2007年8月 4日 (土)

ミネアポリス市の道路橋崩落

 現地時刻 8月1日午後6時ごろ、ミネアポリス市内のミシシピー川に架かる Iー35Wと呼ばれる橋が崩落したが、4日現在、河に沈んだ車両の捜索が続けられている。
 橋の崩落はたいへん稀な事故と思うが、以前、ある書評で、この種の事故は 約30年周期で起きると書いている本を知り、興味をおぼえ半年ほど前に購入したが、読まずに放置していた。今回の事故で関係箇所を拾い読みした。

 書名は「Success through Failure失敗を経ての成功」でHenry Petroski 教授(デューク大,土木工学)が書かれたものである。

 過去の大きな橋の崩落は1847,1879,1940,1970に発生し、2000年ごろが周期に当たるとしている。
 1940年にTacoma橋が風に翻弄されて落ちた事例は、しばしばテレビ番組で目にするところである。
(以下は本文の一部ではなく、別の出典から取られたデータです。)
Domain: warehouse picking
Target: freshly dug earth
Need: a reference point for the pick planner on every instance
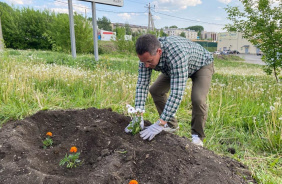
(109, 155)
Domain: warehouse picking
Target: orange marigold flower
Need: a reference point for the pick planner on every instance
(73, 149)
(133, 182)
(49, 133)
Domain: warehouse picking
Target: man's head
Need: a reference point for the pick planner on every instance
(148, 49)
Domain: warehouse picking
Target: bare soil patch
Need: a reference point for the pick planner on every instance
(109, 155)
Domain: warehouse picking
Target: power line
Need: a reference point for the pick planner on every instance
(84, 7)
(189, 19)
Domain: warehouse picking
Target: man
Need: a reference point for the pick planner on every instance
(177, 59)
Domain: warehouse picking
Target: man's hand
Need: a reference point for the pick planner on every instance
(130, 126)
(151, 131)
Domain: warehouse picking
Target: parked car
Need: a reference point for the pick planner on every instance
(225, 52)
(234, 52)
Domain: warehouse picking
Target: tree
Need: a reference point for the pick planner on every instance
(127, 29)
(104, 23)
(196, 28)
(260, 24)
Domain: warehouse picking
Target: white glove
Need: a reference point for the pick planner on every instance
(151, 131)
(129, 127)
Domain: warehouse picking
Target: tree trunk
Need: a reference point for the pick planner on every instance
(275, 74)
(1, 37)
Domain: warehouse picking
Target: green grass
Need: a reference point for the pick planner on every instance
(244, 103)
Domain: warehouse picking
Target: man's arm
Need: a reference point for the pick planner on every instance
(142, 86)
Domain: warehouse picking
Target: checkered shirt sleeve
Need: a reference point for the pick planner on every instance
(142, 87)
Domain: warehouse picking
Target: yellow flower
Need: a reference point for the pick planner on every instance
(73, 149)
(133, 182)
(49, 133)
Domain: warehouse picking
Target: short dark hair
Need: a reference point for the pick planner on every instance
(147, 43)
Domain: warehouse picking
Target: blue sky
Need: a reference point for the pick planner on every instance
(182, 13)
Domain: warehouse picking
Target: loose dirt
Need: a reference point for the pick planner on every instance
(109, 155)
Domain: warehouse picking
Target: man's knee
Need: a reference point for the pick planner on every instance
(154, 92)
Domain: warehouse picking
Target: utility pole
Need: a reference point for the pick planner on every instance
(150, 20)
(1, 35)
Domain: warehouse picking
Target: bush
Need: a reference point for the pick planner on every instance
(106, 47)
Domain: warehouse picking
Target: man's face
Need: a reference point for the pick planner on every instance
(149, 60)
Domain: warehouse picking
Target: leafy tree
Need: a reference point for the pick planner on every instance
(104, 24)
(33, 24)
(183, 34)
(83, 34)
(197, 28)
(9, 25)
(127, 29)
(260, 23)
(162, 33)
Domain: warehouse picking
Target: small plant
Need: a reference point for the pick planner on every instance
(137, 122)
(48, 141)
(133, 182)
(72, 160)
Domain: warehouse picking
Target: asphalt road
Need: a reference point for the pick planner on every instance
(251, 58)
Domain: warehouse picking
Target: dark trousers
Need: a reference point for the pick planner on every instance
(201, 81)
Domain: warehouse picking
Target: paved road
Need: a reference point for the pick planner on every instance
(251, 58)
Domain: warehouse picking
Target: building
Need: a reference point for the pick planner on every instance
(235, 41)
(209, 36)
(190, 34)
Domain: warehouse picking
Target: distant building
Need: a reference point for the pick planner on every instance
(189, 34)
(209, 35)
(107, 35)
(235, 41)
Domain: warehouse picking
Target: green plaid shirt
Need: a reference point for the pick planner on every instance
(180, 59)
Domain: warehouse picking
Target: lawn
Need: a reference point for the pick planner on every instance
(245, 110)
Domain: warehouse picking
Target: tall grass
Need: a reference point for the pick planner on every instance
(244, 103)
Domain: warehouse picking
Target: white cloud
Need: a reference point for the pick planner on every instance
(225, 1)
(156, 17)
(60, 10)
(218, 18)
(165, 5)
(126, 16)
(21, 2)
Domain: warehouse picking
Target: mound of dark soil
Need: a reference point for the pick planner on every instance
(109, 155)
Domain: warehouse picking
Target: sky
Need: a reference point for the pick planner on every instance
(183, 13)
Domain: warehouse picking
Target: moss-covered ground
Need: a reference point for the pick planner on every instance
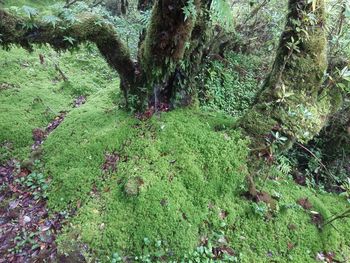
(176, 193)
(179, 176)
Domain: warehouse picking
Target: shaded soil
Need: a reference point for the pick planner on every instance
(27, 229)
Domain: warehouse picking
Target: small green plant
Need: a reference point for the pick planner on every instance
(346, 187)
(37, 183)
(189, 10)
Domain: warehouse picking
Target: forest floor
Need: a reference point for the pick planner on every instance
(146, 188)
(84, 181)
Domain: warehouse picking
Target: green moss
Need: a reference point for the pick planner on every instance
(192, 168)
(36, 94)
(184, 165)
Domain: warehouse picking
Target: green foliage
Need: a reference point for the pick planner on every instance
(231, 84)
(189, 10)
(37, 184)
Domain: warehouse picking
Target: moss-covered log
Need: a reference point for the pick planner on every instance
(88, 28)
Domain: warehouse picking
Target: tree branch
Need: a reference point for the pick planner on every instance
(63, 36)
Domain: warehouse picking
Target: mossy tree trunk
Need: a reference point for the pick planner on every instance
(144, 4)
(293, 105)
(173, 44)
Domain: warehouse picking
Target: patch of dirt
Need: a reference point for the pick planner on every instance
(111, 161)
(304, 203)
(27, 232)
(79, 101)
(5, 86)
(317, 219)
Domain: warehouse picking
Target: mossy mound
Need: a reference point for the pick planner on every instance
(33, 94)
(178, 186)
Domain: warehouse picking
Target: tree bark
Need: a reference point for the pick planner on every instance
(292, 105)
(143, 5)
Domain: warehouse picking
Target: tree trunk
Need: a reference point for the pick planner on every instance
(292, 105)
(143, 5)
(172, 45)
(168, 59)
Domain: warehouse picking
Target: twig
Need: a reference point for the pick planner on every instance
(69, 3)
(345, 214)
(61, 72)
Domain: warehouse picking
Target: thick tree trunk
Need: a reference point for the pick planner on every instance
(143, 5)
(292, 106)
(169, 55)
(292, 101)
(168, 49)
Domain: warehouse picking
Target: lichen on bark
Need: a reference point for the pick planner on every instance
(292, 101)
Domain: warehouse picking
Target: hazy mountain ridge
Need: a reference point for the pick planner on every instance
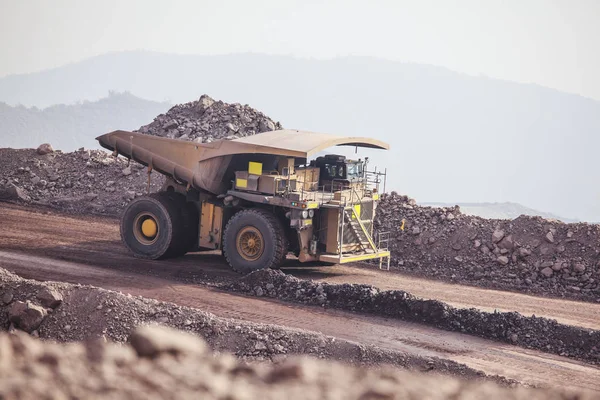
(69, 127)
(452, 135)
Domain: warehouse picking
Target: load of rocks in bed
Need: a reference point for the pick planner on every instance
(206, 120)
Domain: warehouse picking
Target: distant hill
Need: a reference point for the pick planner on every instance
(69, 127)
(499, 210)
(452, 135)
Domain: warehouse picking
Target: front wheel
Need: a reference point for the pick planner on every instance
(254, 239)
(151, 227)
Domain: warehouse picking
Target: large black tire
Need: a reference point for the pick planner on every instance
(254, 225)
(162, 210)
(190, 221)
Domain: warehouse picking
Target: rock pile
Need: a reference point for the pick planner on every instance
(84, 181)
(527, 254)
(206, 120)
(66, 313)
(166, 364)
(509, 327)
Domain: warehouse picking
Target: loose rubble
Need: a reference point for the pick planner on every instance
(207, 120)
(531, 332)
(84, 181)
(168, 364)
(527, 254)
(84, 313)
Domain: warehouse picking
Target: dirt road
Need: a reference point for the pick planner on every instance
(565, 311)
(87, 250)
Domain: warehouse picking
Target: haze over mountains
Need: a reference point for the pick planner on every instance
(69, 127)
(453, 136)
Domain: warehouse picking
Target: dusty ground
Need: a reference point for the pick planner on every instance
(87, 250)
(182, 367)
(527, 254)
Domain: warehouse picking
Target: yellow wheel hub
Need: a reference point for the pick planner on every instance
(149, 228)
(145, 228)
(250, 243)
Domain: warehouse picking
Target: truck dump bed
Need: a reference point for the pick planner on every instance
(211, 166)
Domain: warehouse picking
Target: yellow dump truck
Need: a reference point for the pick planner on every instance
(256, 199)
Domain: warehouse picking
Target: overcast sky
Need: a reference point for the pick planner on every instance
(552, 43)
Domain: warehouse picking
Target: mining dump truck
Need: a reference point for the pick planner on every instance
(255, 199)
 30年周期の説明は、この本の著者は別の研究者の意見を引用している。「30年は技術者集団の世代が入れ替わる長さであり、はなばなしい技術は継承されるが、失敗などから得てきた基本は尊重されずに、失敗はくりかえされることになる」という主旨のようであるが英語の誤解釈があるかもしれない。

「石橋を叩いて渡る」と言うことばがあるが、絶対安全な橋はないということであろう。 ゴルフ場でときどき深い谷にかかる橋に遭遇するが命がけである。この種の橋の安全基準は国土交通省が所管するのか、「民のことは民に」まかされているのか 関心を持たなければならない。